Что до евреев, то в одном месте Раппопорт, в беседе со своим русским начальником, с гордостью подчеркивает, что евреи сделали революцию. Тот, впрочем, резонно отвечает, что не одни евреи. А главное, если и они – то чем же тут хвастаться?! Любопытен и другой пассаж: Раппопорт переделывает песню «Широка страна моя родная» следующим образом:
Трудно удержаться от вопроса: а почему же бы евреи должны быть хозяевами в России?!
Нормальный-то ответ, понятно, был бы, что не все евреи делали революцию, и тем более не все, – многие ли вообще? – претендуют командовать в России. Но такие рассуждения ни Раппопорту ни, видимо, самому Дружникову, ничего не говорят; нет смысла их и приводить.
Нужно поставить книжке в плюс, что она – антисоветская. Но, поскольку она в то же время, – и в первую голову, – антирусская, приходится ее считать вредной. Она манит на те пути борьбы с большевизмом, которые ведут в тупик.
Дружников переносит свою обиду на большевизм, вполне тем заслуженную, на все прошлое России, на национальный характер нашего народа, на все лучшее в нашей культуре. Это трудно даже понять, а уже извинить нельзя никак…
Хлестаковым
В книге под заглавием «Горбачевизм» (Нью-Йорк, 1988) А. Зиновьев едко критикует московского генсека; против чего мы, конечно, не возражаем. Но со многими утверждениями, проскальзывающими под его перо, мы, наоборот, никак согласиться не можем. Ибо в них сквозит, поистине, легкость в мыслях необыкновенная; хотя, притом, пересыпанная на каждом шагу ссылками на подлинно научное изучение большевизма (Бог весть в чем оно состоит и заключается; этого нам не объясняют!).

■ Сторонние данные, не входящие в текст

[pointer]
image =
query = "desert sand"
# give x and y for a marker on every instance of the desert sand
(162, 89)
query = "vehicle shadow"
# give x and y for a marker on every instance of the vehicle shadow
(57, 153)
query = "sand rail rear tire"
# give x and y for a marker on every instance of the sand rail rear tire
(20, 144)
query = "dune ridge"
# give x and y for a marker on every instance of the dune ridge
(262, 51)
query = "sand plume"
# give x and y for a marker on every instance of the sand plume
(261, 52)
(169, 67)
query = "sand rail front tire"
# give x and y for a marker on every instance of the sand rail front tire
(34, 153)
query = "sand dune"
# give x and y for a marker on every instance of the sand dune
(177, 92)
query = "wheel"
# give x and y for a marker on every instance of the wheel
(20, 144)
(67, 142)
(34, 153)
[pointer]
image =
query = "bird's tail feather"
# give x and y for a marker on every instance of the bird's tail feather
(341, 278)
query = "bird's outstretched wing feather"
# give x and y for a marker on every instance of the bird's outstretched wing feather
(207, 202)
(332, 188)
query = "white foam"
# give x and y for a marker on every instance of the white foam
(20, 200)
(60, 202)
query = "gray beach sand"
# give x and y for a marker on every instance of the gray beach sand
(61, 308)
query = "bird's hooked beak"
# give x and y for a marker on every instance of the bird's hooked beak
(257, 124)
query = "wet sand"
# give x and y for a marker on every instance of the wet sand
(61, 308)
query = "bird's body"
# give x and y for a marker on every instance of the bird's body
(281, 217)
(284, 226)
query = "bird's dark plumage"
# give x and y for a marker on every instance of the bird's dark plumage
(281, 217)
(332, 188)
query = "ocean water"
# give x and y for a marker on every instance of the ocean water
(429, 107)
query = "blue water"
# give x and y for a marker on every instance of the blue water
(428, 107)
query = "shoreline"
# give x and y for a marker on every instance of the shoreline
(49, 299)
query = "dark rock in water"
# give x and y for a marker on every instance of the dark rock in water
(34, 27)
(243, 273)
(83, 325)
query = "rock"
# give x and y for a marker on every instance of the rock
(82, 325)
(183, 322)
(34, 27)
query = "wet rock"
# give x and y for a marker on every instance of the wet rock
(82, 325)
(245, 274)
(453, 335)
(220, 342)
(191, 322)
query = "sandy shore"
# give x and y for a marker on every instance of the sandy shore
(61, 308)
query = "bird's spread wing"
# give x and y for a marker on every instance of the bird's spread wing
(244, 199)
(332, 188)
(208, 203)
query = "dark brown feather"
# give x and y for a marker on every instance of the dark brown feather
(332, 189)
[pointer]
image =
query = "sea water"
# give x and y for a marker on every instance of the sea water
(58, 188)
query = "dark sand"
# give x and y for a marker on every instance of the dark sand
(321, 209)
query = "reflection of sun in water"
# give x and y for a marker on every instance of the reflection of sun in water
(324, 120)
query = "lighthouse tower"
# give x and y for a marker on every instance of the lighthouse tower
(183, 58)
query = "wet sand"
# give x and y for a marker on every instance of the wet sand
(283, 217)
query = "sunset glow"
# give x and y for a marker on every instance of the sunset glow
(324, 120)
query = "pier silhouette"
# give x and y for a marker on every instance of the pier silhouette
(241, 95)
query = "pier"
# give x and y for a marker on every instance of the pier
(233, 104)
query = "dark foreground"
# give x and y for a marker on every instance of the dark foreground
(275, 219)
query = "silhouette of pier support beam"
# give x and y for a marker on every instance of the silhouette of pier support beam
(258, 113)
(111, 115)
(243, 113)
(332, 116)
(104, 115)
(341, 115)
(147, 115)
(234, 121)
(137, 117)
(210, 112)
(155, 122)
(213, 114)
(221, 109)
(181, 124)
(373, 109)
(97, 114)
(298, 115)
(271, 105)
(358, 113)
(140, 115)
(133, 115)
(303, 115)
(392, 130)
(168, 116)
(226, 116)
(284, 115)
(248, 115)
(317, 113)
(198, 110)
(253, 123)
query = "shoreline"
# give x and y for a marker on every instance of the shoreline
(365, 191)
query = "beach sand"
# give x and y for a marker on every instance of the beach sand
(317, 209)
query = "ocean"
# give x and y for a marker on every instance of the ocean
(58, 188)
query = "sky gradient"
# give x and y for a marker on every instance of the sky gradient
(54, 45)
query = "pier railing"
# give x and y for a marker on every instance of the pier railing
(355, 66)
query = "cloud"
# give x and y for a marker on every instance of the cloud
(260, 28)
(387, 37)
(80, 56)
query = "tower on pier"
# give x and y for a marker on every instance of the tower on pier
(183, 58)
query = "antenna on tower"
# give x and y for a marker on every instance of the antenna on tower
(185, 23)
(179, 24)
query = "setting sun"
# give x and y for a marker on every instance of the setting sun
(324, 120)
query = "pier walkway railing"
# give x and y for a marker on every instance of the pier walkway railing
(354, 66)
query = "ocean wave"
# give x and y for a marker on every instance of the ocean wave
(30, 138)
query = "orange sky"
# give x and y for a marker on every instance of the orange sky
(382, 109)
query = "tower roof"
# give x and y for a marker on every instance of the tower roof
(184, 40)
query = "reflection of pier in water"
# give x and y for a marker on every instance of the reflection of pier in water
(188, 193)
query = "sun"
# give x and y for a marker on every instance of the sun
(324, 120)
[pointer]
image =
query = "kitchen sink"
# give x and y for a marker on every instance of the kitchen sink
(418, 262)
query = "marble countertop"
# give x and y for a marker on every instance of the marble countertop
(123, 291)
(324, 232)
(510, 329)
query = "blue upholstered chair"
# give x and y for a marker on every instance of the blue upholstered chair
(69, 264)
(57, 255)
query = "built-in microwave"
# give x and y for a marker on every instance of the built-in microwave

Например: «Коммунизм приходит в мир как огромное искушение, принося с собой определенное улучшение условий жизни для миллионов людей». Глазам своим не веришь! Может быть, автор по ошибке поставил улучшение вместо ухудшение? Или может быть, надо читать не принося, а суля? И не лучше того, в другом месте (впрочем, не раз повторяемое) утверждение, будто большевики в России все строили, начиная с нуля. Опять-таки, если бы сказать все разрушали, – было бы ближе к делу.
Подобные перлы снижают ценность книги до зеро. А вот отдельные мысли в ней все же прорываются совершенно правильные. Скажем, рассуждая о самиздате и тамиздате, возникших в 60-70-е годы, Зиновьев комментирует: «Всячески раскритикованный царский режим счел возможным допустить великую русскую литературу как предмет гордости национальной культуры. А всячески прославленный и восторжествовавший коммунистический режим с беспрецедентной в истории человечества жестокостью разгромил попытку поднять русскую литературу вновь на уровень высших мировых достижений в культуре. Есть над чем задуматься тем, у кого еще остались какие-то иллюзии насчет реальных перспектив культуры в условиях коммунизма».
Любопытная черта: касаясь вопроса о диссидентах и о неформальных объединениях, автор «Зияющих высот» упоминает только крайне левый их сектор. Правая оппозиция советской власти для него как бы не существует. «Память» и другие патриотические организации он просто не называет, – хотя бы даже для того, чтобы их выругать!
В. Казак, «Энциклопедический словарь русской литературы с 1917 года» (Лондон, 1988)
С чисто практической точки зрения, эта портативная книжка в 922 страницы весьма ценна и удобна. В ней легко сразу разыскать биографические данные, – даты рождения и смерти, названия основных произведений и т. п. – русских писателей за обозначенный период.
Новизна работы Вольфганга Казака[668]
состоит в том, что в одном томе собраны подсоветские и эмигрантские литераторы. Разумно ли сие? Сомневаемся. Конечно, подобные справочники можно составлять согласно разным принципам. Скажем, объединять испанскую и латиноамериканскую литературы, руководствуясь соображением об общности языка; или испанскую и португальскую, исходя из географических соображений, в качестве литературы Пиренейского полуострова; да мало ли еще как!В реальности, эмигрантская и подсоветская литературы суть вещи в корне различные, и даже неслиянные, как вода и масло. Мы так полагаем, лучше бы было издать два сборника (или один, разбитый на два отдела); расширив, может быть, их объем.
Переходя к сути дела, поражает вопрос: из каких критериев исходил автор при отборе включенных в его труд писателей? Критерии эти малопонятны; и, по всей видимости, – они и мало похвальны!